Он запустил руку в борсетку и вытащил зеленоватую бумажку.
– Это тебе задаток, – сказал он, отдавая мне сотню. – Такса прежняя, триста. Теперь условия. Вот здесь, – он протянул листочек из уже знакомого мне блокнота, точнее, судя по буквам «Д» и «Е» сбоку, из телефонной книжки, – координаты нужной нам бабы. В начале шестидесятых она жила в Москве, потом пропала… Ну то есть не то чтобы пропала, но свалила куда-то, не оставив следов. За пределы Союза не выезжала. По овировским каналам это дело без нас пробили. Но – баба ведь, не мужик. Бабе фамилию сменить – раз плюнуть. Могла замуж выйти, и хорошо, если не десять раз. Короче, про нее надо нарыть все. Где живет, есть ли дети, родня, где живут… Если успела отчалить на тот свет, нужен адрес и фото могилки, если жива и здравствует – сфоткать ее хазу и ее саму, по возможности…
Рядом с нашим столиком возник официант, больше похожий на английского дворецкого, чем на халдея, и подал мне меню в бархатной обложке. Но я в него даже не заглянул, полностью доверившись Угрюмому. В конце концов, платить предстояло ему.
– Ты про Меньшого-то слыхал в новостях? – вдруг спросил он.
Я меньше всего ожидал, что он сам заговорит об этом, и чуть не поперхнулся минералкой.
– Да, видел вчера в газете, – осторожно ответил я, – что он погиб восьмого апреля.
Угрюмый мрачно кивнул:
– Ну да, вот так бывает. Вроде только что мы с тобой в баньке за него перетирали, а его тогда уже и на свете не было.
На его лице читалось только огорчение и ничего больше. Если Угрюмый был причастен к смерти помощника депутата, то скрывал это мастерски.
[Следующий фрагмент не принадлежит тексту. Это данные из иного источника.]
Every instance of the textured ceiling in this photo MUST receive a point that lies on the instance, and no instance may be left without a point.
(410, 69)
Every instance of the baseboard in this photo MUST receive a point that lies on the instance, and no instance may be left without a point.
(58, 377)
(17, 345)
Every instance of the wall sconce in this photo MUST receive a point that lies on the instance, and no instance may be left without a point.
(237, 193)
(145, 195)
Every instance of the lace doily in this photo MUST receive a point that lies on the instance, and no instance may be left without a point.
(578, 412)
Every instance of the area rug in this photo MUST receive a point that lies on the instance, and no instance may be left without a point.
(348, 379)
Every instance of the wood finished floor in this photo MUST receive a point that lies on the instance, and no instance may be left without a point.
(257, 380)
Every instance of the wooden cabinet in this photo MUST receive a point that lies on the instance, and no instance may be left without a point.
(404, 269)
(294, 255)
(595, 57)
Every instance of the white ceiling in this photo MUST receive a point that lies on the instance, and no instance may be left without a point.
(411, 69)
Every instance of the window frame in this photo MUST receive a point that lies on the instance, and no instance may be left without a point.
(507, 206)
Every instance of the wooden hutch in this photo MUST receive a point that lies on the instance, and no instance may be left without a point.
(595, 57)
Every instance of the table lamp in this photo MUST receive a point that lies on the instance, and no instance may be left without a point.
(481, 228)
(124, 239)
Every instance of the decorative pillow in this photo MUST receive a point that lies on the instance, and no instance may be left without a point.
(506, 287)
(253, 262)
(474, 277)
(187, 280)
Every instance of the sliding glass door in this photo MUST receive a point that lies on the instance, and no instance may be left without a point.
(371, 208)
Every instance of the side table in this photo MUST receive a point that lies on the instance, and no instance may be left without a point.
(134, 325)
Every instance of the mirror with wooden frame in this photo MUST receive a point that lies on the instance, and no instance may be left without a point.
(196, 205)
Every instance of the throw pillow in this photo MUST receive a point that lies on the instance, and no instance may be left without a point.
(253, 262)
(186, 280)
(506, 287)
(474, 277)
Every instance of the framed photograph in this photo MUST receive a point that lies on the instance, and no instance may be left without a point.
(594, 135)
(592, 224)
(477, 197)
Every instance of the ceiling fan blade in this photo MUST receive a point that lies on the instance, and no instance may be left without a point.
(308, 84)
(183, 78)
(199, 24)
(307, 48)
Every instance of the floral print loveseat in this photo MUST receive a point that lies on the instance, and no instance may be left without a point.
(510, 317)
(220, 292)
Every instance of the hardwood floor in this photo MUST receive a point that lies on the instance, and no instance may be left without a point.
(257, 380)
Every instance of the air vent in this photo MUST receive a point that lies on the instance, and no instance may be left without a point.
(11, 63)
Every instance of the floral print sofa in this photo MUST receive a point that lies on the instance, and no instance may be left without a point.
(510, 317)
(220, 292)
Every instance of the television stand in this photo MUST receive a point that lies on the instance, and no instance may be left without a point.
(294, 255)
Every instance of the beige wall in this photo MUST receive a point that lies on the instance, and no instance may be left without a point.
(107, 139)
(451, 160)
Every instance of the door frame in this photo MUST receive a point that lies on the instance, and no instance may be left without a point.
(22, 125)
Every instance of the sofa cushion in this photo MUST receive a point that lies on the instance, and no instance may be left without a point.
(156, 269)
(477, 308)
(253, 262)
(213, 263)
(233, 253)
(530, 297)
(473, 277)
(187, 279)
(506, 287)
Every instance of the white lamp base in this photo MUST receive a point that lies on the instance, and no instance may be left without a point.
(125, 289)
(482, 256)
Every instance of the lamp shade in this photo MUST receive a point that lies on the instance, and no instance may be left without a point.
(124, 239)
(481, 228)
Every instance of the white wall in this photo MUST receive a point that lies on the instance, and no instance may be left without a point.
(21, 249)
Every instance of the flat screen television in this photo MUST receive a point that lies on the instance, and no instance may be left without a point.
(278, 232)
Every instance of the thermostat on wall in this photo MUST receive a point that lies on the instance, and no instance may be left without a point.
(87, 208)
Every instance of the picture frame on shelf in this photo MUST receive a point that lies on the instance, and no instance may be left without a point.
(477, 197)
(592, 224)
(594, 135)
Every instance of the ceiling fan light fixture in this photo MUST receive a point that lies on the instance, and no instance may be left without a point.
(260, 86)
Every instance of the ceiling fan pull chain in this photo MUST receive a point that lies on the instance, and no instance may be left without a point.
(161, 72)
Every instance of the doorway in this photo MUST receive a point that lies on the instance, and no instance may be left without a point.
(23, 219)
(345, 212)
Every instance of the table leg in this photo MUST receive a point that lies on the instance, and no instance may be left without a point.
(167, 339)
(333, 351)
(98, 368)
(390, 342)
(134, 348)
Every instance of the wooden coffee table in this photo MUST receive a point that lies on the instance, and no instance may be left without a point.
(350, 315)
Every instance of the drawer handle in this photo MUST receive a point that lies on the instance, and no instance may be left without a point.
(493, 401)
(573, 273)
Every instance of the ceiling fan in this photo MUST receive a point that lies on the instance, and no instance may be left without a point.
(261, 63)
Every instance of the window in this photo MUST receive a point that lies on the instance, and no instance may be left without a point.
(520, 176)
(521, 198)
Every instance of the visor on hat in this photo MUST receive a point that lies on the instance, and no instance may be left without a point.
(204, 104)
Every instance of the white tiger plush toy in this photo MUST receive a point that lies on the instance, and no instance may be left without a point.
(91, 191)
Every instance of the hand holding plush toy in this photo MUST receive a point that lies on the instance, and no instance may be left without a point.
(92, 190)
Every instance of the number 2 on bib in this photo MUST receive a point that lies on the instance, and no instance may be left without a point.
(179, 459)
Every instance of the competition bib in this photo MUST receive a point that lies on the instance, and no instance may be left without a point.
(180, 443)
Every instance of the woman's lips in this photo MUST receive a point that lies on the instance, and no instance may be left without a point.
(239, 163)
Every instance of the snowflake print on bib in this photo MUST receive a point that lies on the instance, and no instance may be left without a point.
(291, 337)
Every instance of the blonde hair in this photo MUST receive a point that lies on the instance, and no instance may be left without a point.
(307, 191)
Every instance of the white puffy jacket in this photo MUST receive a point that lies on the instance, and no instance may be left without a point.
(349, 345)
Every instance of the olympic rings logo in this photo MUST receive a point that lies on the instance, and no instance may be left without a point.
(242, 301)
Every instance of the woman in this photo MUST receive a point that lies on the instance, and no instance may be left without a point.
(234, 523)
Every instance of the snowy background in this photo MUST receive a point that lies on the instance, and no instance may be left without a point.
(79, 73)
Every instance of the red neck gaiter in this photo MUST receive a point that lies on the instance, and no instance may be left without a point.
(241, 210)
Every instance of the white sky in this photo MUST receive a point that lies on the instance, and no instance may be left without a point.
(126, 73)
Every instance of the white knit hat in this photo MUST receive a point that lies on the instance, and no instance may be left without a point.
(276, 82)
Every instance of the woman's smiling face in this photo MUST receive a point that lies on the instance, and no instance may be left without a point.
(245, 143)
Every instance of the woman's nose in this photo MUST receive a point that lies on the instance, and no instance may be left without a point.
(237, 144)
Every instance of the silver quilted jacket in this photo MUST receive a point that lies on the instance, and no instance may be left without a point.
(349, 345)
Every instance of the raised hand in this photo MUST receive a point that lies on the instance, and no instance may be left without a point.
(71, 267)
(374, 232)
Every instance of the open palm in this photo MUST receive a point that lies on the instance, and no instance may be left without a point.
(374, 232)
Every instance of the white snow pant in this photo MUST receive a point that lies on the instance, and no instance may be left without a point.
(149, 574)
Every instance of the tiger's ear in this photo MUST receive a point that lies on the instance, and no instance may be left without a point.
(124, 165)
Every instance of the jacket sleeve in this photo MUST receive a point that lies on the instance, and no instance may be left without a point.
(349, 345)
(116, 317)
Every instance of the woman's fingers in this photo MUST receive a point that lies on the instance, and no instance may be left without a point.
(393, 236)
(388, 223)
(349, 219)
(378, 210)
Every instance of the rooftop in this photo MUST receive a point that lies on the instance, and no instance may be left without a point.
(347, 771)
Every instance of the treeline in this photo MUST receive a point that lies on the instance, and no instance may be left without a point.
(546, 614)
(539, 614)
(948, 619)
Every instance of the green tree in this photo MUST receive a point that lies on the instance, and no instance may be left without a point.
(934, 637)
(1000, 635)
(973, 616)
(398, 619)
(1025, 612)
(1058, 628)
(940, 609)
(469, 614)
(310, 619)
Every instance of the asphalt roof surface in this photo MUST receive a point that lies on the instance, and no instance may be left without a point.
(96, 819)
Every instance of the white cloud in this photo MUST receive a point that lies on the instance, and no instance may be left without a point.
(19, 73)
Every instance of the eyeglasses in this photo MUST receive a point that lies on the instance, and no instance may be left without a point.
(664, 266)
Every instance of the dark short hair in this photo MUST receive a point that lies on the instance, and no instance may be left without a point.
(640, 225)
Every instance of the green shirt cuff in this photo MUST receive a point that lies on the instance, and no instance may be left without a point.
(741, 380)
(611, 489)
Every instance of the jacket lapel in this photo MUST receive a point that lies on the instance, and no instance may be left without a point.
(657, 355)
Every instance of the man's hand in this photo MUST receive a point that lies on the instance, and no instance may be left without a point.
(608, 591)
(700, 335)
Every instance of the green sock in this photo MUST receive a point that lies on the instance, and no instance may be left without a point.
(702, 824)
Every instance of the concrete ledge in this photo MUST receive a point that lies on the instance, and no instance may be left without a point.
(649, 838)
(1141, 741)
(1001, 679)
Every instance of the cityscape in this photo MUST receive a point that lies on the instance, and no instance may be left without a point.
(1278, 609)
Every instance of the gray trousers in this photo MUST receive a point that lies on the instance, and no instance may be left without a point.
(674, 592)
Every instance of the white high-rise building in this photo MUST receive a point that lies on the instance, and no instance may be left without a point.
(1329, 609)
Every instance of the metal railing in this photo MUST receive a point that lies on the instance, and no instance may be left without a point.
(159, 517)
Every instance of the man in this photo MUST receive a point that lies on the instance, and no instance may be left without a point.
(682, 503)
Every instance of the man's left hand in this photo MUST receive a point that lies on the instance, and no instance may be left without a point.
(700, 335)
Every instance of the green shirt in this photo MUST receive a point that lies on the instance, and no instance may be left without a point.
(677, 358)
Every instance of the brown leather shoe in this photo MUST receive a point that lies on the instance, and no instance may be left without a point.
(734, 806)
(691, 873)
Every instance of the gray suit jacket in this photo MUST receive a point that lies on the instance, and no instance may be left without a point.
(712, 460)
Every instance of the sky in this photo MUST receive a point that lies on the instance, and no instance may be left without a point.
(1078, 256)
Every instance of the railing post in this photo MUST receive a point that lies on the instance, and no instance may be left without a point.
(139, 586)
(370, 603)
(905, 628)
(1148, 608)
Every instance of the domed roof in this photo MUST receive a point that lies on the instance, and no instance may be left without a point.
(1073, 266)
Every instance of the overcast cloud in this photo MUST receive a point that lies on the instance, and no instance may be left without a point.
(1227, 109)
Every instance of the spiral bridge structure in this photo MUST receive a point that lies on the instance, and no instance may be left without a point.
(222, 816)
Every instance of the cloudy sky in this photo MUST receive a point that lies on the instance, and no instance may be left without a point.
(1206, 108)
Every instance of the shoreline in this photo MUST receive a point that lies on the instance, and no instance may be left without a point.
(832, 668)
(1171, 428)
– Помянем Меньшого, – предложил он, разливая водку из запотевшего графина в запотевшие же, похожие на льдышки стопки – прежде чем подать на стол, их явно держали в морозилке.
Мы выпили, не чокаясь.
– С одесского кичмана бежали два уркана… – теперь уже совсем невесело напел Угрюмый. – Меньшой эту песню любил. Все мечтал тоже сорваться от кума, да кишка была тонка. Оно и к лучшему, только дорисовал бы себе к сроку лишний пятерик…
Я молчал, понимая, что любое мое слово в подобной ситуации может обернуться против меня. Хорошо, что тут – очень вовремя – подали жюльен. Я схватился, как за соломинку, за странный гибрид ложки и вилки и стал ковыряться им в кокотнице.
– Вкусно. Это курица?
– Осетрина, – поправил Угрюмый. – Грешен я, брат, люблю хорошую рыбу. И вообще морепродукты. Знаешь, Грек, что я утворил, когда только границы открылись? На море рванул. И не на наше, а в Грецию, на Крит! Вот это, скажу я тебе, место! Если есть на земле рай, то, за базар отвечаю, там он, на Крите. – Он вздохнул. – Вот с делами разберемся, сразу манатки соберу и опять туда рвану. С концами. Куплю где-нибудь в Ретимно себе домик с бассейном и заживу как кум королю. Лафа! Солнце, море, вина хоть залейся, рыбная кухня… А красота какая! Поверишь, нет – всю дорогу там жалел, что я не художник, как Апостол… Ну, давай за Крит.